Thursday, June 9, 2011

choices

It has been an exciting week around here.  I went to my 3 hour glucose test, which, wasn't awesome.  I survived, but I didn't enjoy it.  Things sort of went downhill yesterday when my results came back.  As I expected, I do indeed have gestational diabetes.  I have to watch my carb & sugar intake, as well as make sure I get enough proteins to balance the carbs.  I will also get a glucometer, to check my blood sugars 4x a day.  Nothing I can't handle (after all, I have been following a similar diet for years anyway) even if I am not excited about the finger pokes.  What I didn't expect to come with that, was being slapped with the 'high risk' badge.  Which means, no birthing center delivery.  I haven't even gotten to tour the place, and already it's not an option.  it also puts me at a higher risk for a c-section - although not a given. 

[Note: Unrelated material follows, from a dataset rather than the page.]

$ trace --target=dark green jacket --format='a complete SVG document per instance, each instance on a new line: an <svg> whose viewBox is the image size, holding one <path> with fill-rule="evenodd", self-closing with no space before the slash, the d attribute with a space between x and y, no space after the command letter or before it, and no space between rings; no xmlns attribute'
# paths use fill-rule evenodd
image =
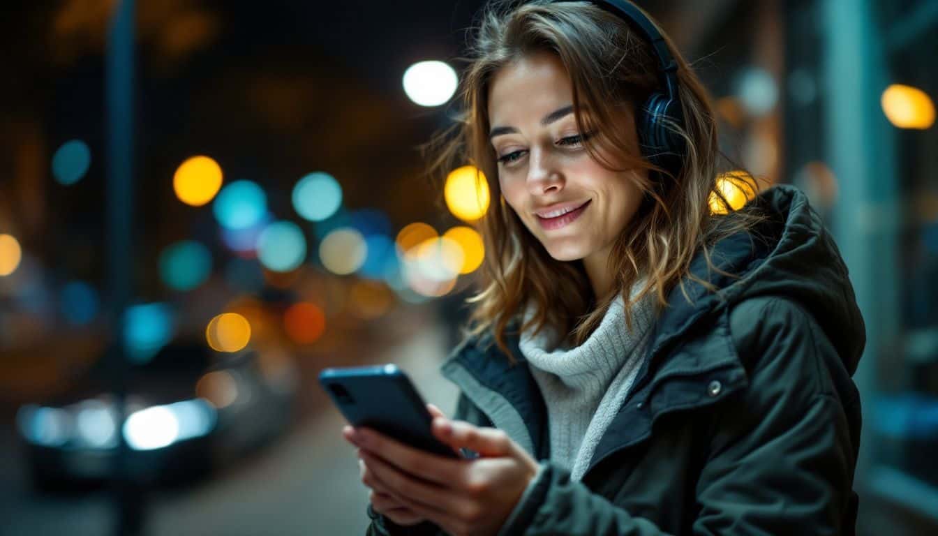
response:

The real blow came next.  The doctor wanted to discuss my last ultrasound.  The baby looks great, and s/he doesn't appear to be attempting an early exit.  However, the doctor at Maternal Fetal Medicine noticed some blood vessels behind my placenta, and was concerned.  My doctor saw the pictures, and agreed.  It could be a case of  'placenta accreta'.  It is too early to tell for sure, so they are going to send me for another ultrasound in a few weeks.  The waiting sucks to know for sure sucks, as it is very serious.  It is a situation where your placenta implants too deeply into the uterus walls.  When it comes time to deliver, it doesn't detach properly, which can cause serious hemorrhaging and even result in maternal death or a hysterectomy.  yes.  I don't guess you get a second 'high risk' badge.  maybe I add a ribbon to it.  Until yesterday, I was planning an un-medicated vaginal delivery.  I know what to expect with that.  it will hurt like a bitch, and then it will be done and then I will have my baby.  now, there are SO many unknown factors with all of it (how bad?  is it in any organs? will I be able to have more babies?) all I DO know is, if I do have this, I am now in the express lane to 1) an early delivery, which poses risks & complications for baby and 2) a c-section.  which, frankly, scares the ever-loving shit out of me.  the thought of nearly being cut in half is horrifying.  stitches scare me.  what if something goes wrong with anesthesia?  what if they give me the wrong antibiotic and I go into anaphalaxis (I am allergic to all 'cillians')?  what if I have to be put completely under, and what will that do to breast feeding...and on and on.  I am trying not to worry until I know more.  but it is so unbelievably hard.

I am a planner, and I like to decide things myself.  and right now, I feel like all my choices are being taken away.  I don't know how to be ok with it.